October 15, 2013

Getting to know BTRFS

I’ve been playing a lot with Docker recently and while learning more about it I came across “Another Union File System” (AUFS) + its Copy On Write (COW) capabilities and have been pretty impressed by it. In short, by using a COW + union file system Docker makes things really cheap when it comes to disk usage.

The idea of COW filesystems along with a couple GitHub issues, some tweets exchanged with @rcarmo and this post on improvements made on lxc-clone was enough to trigger my interest on BTRFS and I went out to learn more about it.

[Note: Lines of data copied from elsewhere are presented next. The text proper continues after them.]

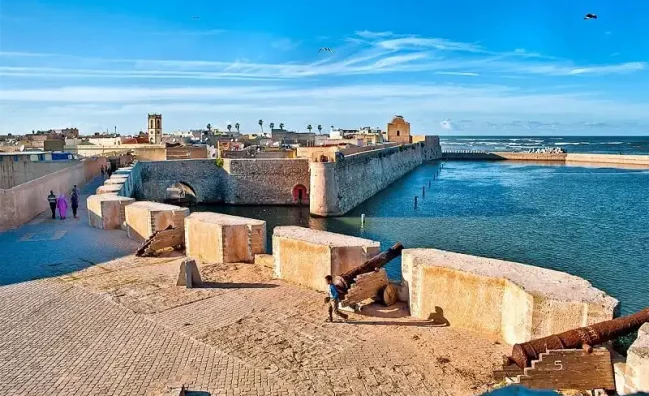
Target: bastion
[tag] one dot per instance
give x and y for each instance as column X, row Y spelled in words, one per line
column 305, row 256
column 515, row 302
column 221, row 238
column 144, row 218
column 109, row 188
column 106, row 211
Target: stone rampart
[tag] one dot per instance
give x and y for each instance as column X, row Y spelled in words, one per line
column 236, row 182
column 26, row 201
column 305, row 256
column 338, row 187
column 513, row 301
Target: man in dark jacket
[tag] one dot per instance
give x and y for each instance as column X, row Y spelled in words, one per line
column 52, row 200
column 74, row 199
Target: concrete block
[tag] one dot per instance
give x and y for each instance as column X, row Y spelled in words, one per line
column 107, row 211
column 305, row 256
column 143, row 218
column 109, row 188
column 513, row 301
column 189, row 275
column 221, row 238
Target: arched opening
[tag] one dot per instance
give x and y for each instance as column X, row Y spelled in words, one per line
column 181, row 194
column 300, row 194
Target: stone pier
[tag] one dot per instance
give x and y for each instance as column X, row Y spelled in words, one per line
column 106, row 211
column 144, row 218
column 515, row 302
column 221, row 238
column 305, row 256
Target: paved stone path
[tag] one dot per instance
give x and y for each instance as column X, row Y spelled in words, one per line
column 45, row 247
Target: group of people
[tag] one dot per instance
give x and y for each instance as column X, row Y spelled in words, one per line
column 61, row 203
column 106, row 170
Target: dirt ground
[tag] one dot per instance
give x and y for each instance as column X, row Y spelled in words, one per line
column 280, row 328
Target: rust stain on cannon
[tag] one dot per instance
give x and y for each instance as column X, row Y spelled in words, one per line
column 582, row 337
column 344, row 281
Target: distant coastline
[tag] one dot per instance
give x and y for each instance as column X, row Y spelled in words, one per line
column 627, row 145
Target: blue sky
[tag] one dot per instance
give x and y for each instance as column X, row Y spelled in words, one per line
column 493, row 68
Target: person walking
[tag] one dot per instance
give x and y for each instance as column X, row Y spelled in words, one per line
column 52, row 200
column 333, row 300
column 74, row 200
column 62, row 204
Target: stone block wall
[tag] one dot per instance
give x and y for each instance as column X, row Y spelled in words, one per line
column 513, row 301
column 338, row 187
column 305, row 256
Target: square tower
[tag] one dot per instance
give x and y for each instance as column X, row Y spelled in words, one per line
column 399, row 131
column 154, row 125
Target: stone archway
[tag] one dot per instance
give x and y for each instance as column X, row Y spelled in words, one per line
column 300, row 194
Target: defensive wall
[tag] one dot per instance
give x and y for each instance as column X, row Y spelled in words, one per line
column 338, row 187
column 233, row 181
column 27, row 200
column 19, row 169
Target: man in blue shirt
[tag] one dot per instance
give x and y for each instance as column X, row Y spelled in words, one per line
column 334, row 299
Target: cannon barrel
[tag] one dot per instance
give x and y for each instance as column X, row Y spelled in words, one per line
column 344, row 281
column 598, row 333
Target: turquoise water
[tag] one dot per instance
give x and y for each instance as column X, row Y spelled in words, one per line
column 590, row 222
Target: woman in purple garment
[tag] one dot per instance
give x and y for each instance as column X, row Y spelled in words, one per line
column 62, row 204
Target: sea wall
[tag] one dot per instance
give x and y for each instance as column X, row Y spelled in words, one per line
column 235, row 181
column 338, row 187
column 515, row 302
column 26, row 201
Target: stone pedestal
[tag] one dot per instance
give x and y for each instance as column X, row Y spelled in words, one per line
column 305, row 256
column 220, row 238
column 109, row 188
column 143, row 218
column 107, row 212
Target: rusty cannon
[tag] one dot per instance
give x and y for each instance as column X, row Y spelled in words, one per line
column 368, row 280
column 583, row 337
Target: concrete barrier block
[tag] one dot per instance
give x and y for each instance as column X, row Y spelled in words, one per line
column 221, row 238
column 516, row 302
column 109, row 188
column 107, row 211
column 305, row 256
column 143, row 218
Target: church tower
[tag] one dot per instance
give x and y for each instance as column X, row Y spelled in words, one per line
column 155, row 128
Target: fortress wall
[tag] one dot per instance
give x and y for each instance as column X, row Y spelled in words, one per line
column 512, row 301
column 338, row 187
column 236, row 182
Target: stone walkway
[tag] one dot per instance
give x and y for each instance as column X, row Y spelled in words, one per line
column 45, row 247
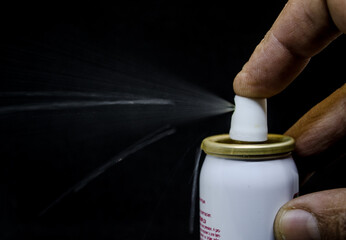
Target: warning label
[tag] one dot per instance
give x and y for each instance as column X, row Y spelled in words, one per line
column 207, row 232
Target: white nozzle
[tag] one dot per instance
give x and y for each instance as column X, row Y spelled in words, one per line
column 249, row 120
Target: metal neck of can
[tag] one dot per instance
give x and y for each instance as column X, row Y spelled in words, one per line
column 277, row 146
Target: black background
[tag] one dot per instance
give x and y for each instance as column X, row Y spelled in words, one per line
column 147, row 196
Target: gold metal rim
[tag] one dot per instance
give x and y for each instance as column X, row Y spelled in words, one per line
column 222, row 145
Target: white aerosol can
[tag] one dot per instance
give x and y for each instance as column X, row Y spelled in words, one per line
column 243, row 185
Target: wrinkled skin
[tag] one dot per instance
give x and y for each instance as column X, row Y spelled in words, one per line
column 303, row 29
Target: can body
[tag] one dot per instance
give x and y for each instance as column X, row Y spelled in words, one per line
column 239, row 199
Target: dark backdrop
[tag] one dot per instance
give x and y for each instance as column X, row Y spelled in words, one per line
column 148, row 195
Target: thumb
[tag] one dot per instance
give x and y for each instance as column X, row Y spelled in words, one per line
column 320, row 215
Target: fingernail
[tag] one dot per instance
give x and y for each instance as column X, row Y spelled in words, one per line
column 298, row 224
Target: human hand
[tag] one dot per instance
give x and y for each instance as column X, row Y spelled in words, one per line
column 303, row 29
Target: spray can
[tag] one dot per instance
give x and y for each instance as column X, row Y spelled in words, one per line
column 243, row 185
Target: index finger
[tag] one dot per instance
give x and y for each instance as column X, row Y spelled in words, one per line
column 303, row 28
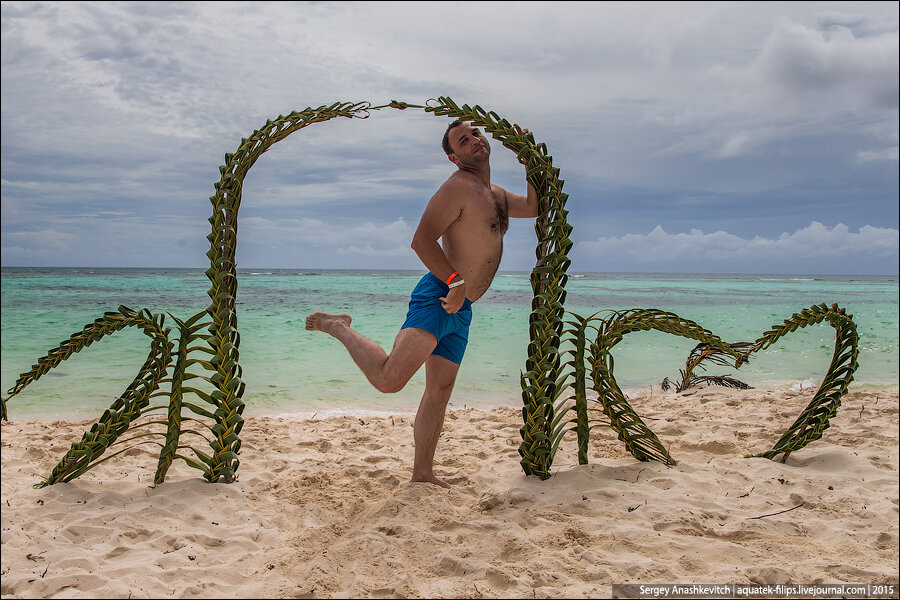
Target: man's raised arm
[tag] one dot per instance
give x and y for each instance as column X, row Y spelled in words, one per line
column 443, row 209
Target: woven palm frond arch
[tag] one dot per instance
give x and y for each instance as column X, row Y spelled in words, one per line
column 200, row 381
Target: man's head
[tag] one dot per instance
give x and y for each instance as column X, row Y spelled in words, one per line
column 464, row 143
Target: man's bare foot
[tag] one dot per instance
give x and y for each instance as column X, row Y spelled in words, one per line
column 326, row 322
column 430, row 479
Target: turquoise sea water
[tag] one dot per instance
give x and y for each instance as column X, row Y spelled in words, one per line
column 290, row 370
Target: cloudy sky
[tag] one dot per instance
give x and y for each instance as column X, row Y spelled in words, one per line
column 692, row 137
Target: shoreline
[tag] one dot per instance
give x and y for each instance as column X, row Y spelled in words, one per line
column 324, row 508
column 487, row 403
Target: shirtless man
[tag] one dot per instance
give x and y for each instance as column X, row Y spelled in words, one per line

What’s with Copy on Write (aka COW)?

Some googling pointed me to this comprehensive thesis on Copy On Write Based File Systems by Sakis Kasampalis and while I havent read the whole thesis yet, I found this pretty nice definition about COW on page 19:

COW generally follows a simple principle. As long as multiple programs need read only access to a data structure, providing them only pointers which point to the same data structure, instead of copying the whole structure to a new one, is enough.

If you’ve never heard of COW take the time to grasp those words and think about applying that to a File System. If you can’t get the big picture don’t worry, just keep reading :)

Going further, Kasampalis writes:

If at least one of the programs needs at some point write access to the data structure, create a private copy for it. The same holds for each one of the programs which will need write access to the data structure. A new private copy will be created for them.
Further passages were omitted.